During the Oct. 18 trading session, shares of chipmaker Intel (INTC -2.86%) crossed $40 per share, a level that they haven't seen for nearly two decades.
In this articles, I'd like to go over two reasons why shares of this chipmaker are now hitting new multiyear highs.
1. Chip stocks are booming
A rising tide, as they say, lifts all boats, and that phenomenon is clear here. The iShares PHLX Semiconductor ETF (SOXX -3.54%), an exchange-traded fund (ETF) that aims to track the performance of the PHLX Semiconductor Sector Index, is up 35.15% this year, reflecting a boom in chip stocks. Intel is a significant part of this ETF, making up 8.25% of the dollar value of the index, so the rise of chip stocks is clearly going to help one of the industry's largest chip companies.
Intel stock is also a major holding of the PowerShares QQQ Trust (QQQ 0.66%) ETF which corresponds to the performance of the Nasdaq 100 index. Intel makes up 2.66% of that ETF as well, which could also be responsible for giving Intel shares a boost.
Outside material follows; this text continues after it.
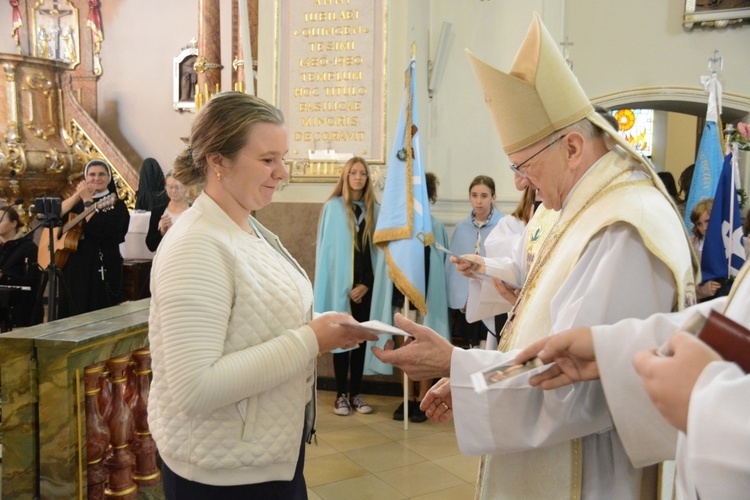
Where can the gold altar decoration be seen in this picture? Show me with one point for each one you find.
(46, 136)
It's worth noting that Intel stock has underperformed both the iShares PHLX Semiconductor ETF as well as the PowerShares QQQ Trust, which takes some of the luster off the fact that the shares are trading at multiyear highs.
2. Intel is cheap
Right now, it's hard to find stocks with cheap valuations. Some investors, particularly value-focused ones, might be put off by the rich valuations of many of the hottest technology stocks in the sector.
Intel, at first blush, looks cheap: It's priced at just 15.4 times earnings as of this writing. By contrast, other large- and megacap chip names are trading at higher valuations. Contract chip manufacturer Taiwan Semiconductor Manufacturing Company (NYSE: TSM) now trades at 18.5 times earnings, Texas Instruments trades at just a hair above 23 times earnings, and NVIDIA commands a price-to-earnings multiple of nearly 57.
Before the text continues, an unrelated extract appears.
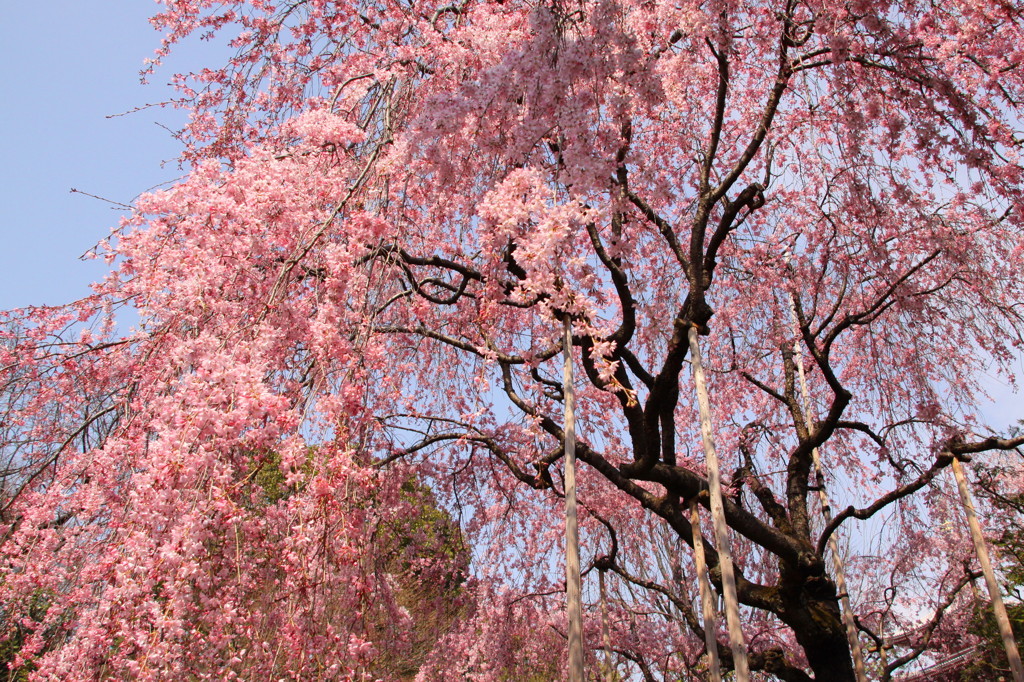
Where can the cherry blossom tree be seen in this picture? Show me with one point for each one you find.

Now, I don't think buying a stock simply because it's cheap is a good idea; often stocks are, as they say, cheap for a reason.
Intel is cheap, I suspect, because investors don't expect a ton of growth from it. To put things into perspective, analysts expect Intel to generate $61.39 billion in revenue this year, representing 3.2% year-over-year growth, and they expect that growth to slow to just 2.7% for the following year. EPS growth is expected to come in at around 10.7% this year, slowing to just under 3% in the following year.
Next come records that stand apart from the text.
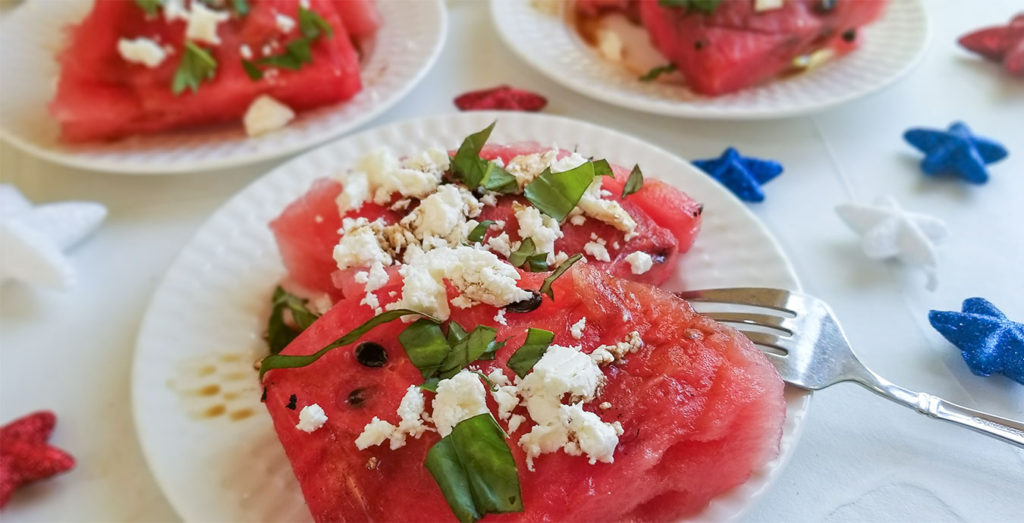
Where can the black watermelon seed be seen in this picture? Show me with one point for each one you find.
(526, 305)
(371, 354)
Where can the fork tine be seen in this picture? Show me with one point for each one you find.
(761, 297)
(781, 323)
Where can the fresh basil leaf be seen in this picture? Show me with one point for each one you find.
(546, 287)
(602, 168)
(557, 193)
(293, 361)
(652, 75)
(634, 182)
(312, 25)
(523, 359)
(150, 6)
(479, 230)
(255, 74)
(479, 342)
(425, 344)
(475, 471)
(197, 66)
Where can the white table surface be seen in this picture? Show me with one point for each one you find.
(861, 459)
Compare this to, say, TSMC, which is expected to enjoy 7.9% revenue growth this year followed by another 7.9% revenue growth in the following year. Its EPS growth is expected to be 7.5% this year (slower than Intel's), accelerating to 7.9% next year (faster than Intel's).
This is a market that seems to highly prioritize revenue growth, so the amount that investors are willing to pay for a dollars' worth of a company's earnings is likely to be highly influenced by future revenue (and, to a lesser extent, profit) growth expectations. However, if Intel manages to deliver better growth than what analysts (and, by extension, investors) currently expect, then the stock could be rewarded with both a higher price-to-earnings ratio as well as higher raw earnings.